Pour la communauté des roboticiens, l’approche qui consiste à imaginer des mécanismes à chaînes cinématiques fermées est longtemps apparue comme peu naturelle de prime abord, alors que dans la nature cette manière d’agencer actionneurs et transmission est très répandue. Ainsi, lorsque l’on regarde une jambe humaine, celle-ci est constituée d’os s’articulant autour du genou, reliés entre eux par des muscles. Le parallèle avec les structures mécaniques est immédiat si l’on remplace os par segments, genou par liaisons rotules et muscles par vérins.
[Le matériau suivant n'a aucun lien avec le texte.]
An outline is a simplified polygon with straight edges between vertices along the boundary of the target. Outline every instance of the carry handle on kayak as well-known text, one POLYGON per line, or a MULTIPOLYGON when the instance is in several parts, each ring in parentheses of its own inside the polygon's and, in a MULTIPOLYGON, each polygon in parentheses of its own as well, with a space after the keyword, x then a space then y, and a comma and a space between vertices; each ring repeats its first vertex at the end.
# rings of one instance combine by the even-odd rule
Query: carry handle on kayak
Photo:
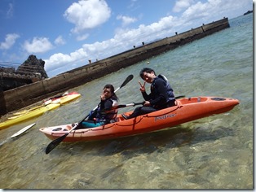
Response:
MULTIPOLYGON (((115 93, 120 89, 121 88, 122 88, 123 86, 125 86, 127 83, 129 83, 132 79, 134 78, 133 75, 130 75, 126 77, 126 79, 125 80, 125 81, 121 85, 120 87, 118 87, 116 90, 115 93)), ((97 108, 97 107, 94 109, 95 110, 97 108)), ((69 133, 71 133, 73 130, 74 130, 80 124, 82 124, 82 122, 86 119, 88 116, 90 116, 87 115, 85 118, 82 119, 82 120, 81 120, 79 123, 76 123, 75 125, 64 135, 56 138, 55 140, 53 140, 46 147, 46 154, 50 153, 54 148, 55 148, 66 137, 67 135, 69 134, 69 133)))

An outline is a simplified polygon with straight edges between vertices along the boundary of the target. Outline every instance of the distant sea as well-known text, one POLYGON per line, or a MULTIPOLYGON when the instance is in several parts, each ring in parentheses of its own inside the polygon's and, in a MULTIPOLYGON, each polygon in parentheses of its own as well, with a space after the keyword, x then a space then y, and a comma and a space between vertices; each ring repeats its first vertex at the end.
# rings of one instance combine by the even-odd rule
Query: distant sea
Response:
POLYGON ((0 187, 253 189, 253 14, 229 23, 228 28, 74 88, 70 91, 82 95, 77 100, 1 130, 0 187), (133 74, 134 79, 117 92, 119 103, 143 101, 138 81, 144 67, 164 74, 176 96, 227 97, 241 103, 227 113, 174 128, 113 140, 61 143, 45 154, 51 141, 38 129, 80 121, 99 103, 105 84, 117 89, 133 74), (10 138, 34 122, 37 125, 22 137, 10 138))

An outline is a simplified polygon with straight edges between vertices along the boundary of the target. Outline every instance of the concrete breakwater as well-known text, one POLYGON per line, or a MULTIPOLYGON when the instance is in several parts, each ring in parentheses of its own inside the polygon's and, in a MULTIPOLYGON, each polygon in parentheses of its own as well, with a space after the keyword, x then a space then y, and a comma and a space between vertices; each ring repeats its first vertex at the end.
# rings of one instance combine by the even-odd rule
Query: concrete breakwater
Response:
POLYGON ((2 116, 25 107, 228 27, 228 19, 223 18, 182 33, 175 33, 174 36, 152 43, 143 42, 139 47, 135 47, 133 50, 89 63, 51 78, 0 92, 0 115, 2 116))

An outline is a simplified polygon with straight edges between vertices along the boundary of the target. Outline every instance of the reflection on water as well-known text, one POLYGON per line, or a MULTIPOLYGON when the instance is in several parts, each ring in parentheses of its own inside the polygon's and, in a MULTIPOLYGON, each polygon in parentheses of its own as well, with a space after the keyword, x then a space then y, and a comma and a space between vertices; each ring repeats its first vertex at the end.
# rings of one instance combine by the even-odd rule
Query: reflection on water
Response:
POLYGON ((1 130, 1 188, 252 189, 253 28, 248 18, 236 18, 230 28, 152 58, 148 65, 142 62, 74 88, 72 91, 82 94, 76 101, 1 130), (138 81, 143 67, 166 75, 176 96, 230 97, 241 103, 227 113, 171 129, 113 140, 62 142, 45 154, 51 141, 38 129, 82 120, 99 103, 106 83, 117 89, 133 74, 117 94, 120 104, 141 102, 138 81), (34 122, 24 134, 10 137, 34 122))

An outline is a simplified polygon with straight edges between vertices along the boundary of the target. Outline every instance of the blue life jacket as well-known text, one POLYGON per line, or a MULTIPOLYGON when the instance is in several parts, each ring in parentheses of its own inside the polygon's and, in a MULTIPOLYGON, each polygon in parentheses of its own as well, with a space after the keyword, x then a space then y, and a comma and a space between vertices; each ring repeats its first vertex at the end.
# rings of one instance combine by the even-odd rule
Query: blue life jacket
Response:
MULTIPOLYGON (((118 103, 117 100, 113 98, 109 98, 112 102, 112 107, 117 106, 118 103)), ((115 120, 117 116, 118 109, 113 110, 110 112, 108 112, 107 114, 103 114, 100 112, 101 109, 100 107, 98 107, 97 109, 97 115, 96 115, 96 121, 106 121, 106 123, 110 123, 112 120, 115 120)))

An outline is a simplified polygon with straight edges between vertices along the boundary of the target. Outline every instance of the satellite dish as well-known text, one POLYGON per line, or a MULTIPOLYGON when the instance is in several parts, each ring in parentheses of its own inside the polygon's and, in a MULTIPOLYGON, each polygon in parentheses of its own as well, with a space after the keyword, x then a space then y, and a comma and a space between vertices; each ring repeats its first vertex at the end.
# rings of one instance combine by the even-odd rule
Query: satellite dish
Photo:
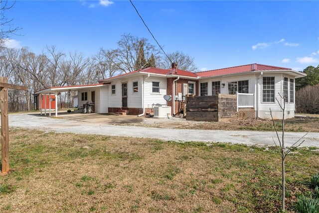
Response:
POLYGON ((168 95, 164 95, 164 99, 166 101, 171 101, 171 96, 168 95))

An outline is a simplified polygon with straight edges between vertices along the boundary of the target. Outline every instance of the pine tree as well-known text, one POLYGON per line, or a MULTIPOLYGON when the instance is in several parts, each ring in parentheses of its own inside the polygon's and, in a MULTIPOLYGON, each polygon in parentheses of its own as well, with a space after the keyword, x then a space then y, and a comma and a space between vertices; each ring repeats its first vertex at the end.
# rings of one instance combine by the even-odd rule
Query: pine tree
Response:
POLYGON ((144 54, 144 41, 140 40, 139 44, 140 49, 139 54, 135 62, 135 70, 137 70, 145 67, 145 65, 147 62, 145 59, 145 55, 144 54))
POLYGON ((156 67, 156 65, 155 64, 155 57, 154 57, 153 53, 152 53, 151 57, 149 60, 148 60, 148 63, 146 66, 146 67, 156 67))

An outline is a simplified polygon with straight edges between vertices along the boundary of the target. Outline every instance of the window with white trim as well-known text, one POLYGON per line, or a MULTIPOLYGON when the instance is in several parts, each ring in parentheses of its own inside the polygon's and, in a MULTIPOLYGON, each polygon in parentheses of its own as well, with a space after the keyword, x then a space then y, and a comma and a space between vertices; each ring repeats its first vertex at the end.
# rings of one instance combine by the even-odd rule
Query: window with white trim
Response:
POLYGON ((220 93, 220 81, 212 81, 211 82, 211 94, 218 95, 220 93))
POLYGON ((152 92, 160 93, 160 82, 156 81, 152 82, 152 92))
POLYGON ((133 92, 139 92, 139 82, 138 81, 134 81, 133 82, 133 92))
POLYGON ((275 102, 275 77, 263 77, 263 102, 275 102))
POLYGON ((208 82, 200 83, 200 96, 206 96, 208 95, 208 82))
POLYGON ((112 95, 114 95, 115 94, 115 84, 113 84, 111 86, 111 93, 112 95))
POLYGON ((285 102, 288 103, 288 78, 284 78, 284 97, 285 98, 285 102))
POLYGON ((188 94, 195 94, 195 83, 188 83, 188 94))
POLYGON ((228 94, 230 95, 235 95, 237 91, 237 82, 233 81, 232 82, 228 82, 228 94))
POLYGON ((249 83, 248 80, 245 81, 238 81, 238 93, 248 93, 249 83))
POLYGON ((84 92, 81 93, 81 100, 86 101, 88 100, 88 92, 84 92))
POLYGON ((290 88, 290 103, 294 103, 294 97, 295 96, 295 91, 294 90, 294 81, 293 78, 290 79, 290 85, 289 86, 290 88))

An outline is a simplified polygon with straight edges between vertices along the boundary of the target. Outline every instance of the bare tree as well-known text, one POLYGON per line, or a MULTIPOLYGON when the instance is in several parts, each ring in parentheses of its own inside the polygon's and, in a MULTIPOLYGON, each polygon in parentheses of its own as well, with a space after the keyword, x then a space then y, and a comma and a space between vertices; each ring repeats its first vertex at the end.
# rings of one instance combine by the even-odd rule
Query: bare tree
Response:
POLYGON ((162 64, 160 66, 165 69, 171 68, 171 61, 177 62, 178 64, 178 69, 184 70, 194 72, 197 70, 195 65, 194 58, 179 51, 176 51, 167 54, 167 56, 170 60, 166 57, 162 58, 162 64))
POLYGON ((65 54, 58 50, 55 45, 46 46, 45 48, 46 54, 45 55, 48 62, 48 76, 47 78, 49 78, 49 83, 51 86, 58 86, 59 84, 57 77, 59 75, 59 72, 60 71, 59 67, 64 59, 65 54))
POLYGON ((301 142, 301 141, 304 138, 305 136, 306 136, 308 133, 306 133, 303 137, 300 138, 297 142, 296 142, 292 146, 290 147, 286 147, 285 145, 285 109, 286 108, 286 99, 288 98, 287 97, 283 96, 280 93, 278 93, 281 100, 283 100, 283 104, 282 104, 280 103, 278 99, 276 98, 276 100, 278 103, 278 104, 280 106, 280 108, 282 109, 283 112, 282 115, 282 135, 281 135, 281 140, 280 139, 280 137, 279 135, 279 133, 278 132, 278 130, 277 129, 277 127, 276 126, 276 124, 275 124, 275 120, 274 120, 274 118, 273 117, 273 113, 271 111, 271 109, 269 108, 270 110, 270 115, 271 116, 271 118, 273 121, 273 125, 274 127, 275 128, 275 130, 276 131, 276 134, 277 135, 277 139, 278 141, 278 143, 279 146, 277 145, 277 144, 276 143, 275 139, 273 138, 273 140, 274 141, 274 143, 276 145, 276 147, 278 149, 278 152, 280 153, 280 156, 281 157, 281 166, 282 166, 282 209, 283 212, 285 212, 285 199, 286 197, 286 189, 285 189, 285 160, 286 160, 286 158, 288 155, 289 153, 295 150, 296 149, 300 147, 305 140, 303 140, 301 142), (296 146, 297 145, 297 146, 296 146))
POLYGON ((5 12, 12 9, 15 2, 8 3, 7 0, 0 0, 0 51, 5 48, 5 41, 10 38, 12 34, 21 28, 14 26, 12 24, 13 18, 5 16, 5 12))
POLYGON ((126 73, 146 67, 148 64, 146 61, 145 64, 139 63, 138 61, 142 61, 143 57, 150 58, 152 53, 157 56, 160 53, 159 49, 149 43, 147 38, 139 38, 130 34, 122 35, 118 44, 119 48, 116 50, 116 58, 119 62, 118 68, 126 73), (141 48, 142 44, 144 46, 143 51, 141 51, 141 48), (141 55, 142 53, 144 56, 141 55), (137 67, 137 64, 139 65, 138 67, 137 67))
POLYGON ((117 51, 103 48, 94 57, 97 74, 101 79, 112 77, 119 71, 120 64, 117 60, 117 51))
Il est possible de dégager d’autres similitudes du corps humain avec les mécanismes parallèles, comme par exemple, la redondance cinématique qui permet à une main de saisir un même objet mais avec une configuration pour le bras différente suivant que l’individu souhaite exercer un effort important ou engendrer un mouvement précis.
De plus si l’on relève la capacité des muscles à n’exercer des efforts que lorsqu’ils se contractent, on est frappé par la similitude avec les robots à câbles dont les efforts dans les câbles doivent se limiter à de la traction pure.
Malgré cela, dans le domaine récent qu’est la robotique humanoïde, on trouve aujourd’hui essentiellement de plates-formes de travail conservant le point de vue " historique " de la robotique de manipulation : les membres des robots s’inspirent des robots manipulateurs sériels classiques. "
Alors à quand des robots humanoïdes utilisant des mécanismes à architectures parallèles, semble-t-il conclure dans sa thèse ? A suivre, de près, voire de très près.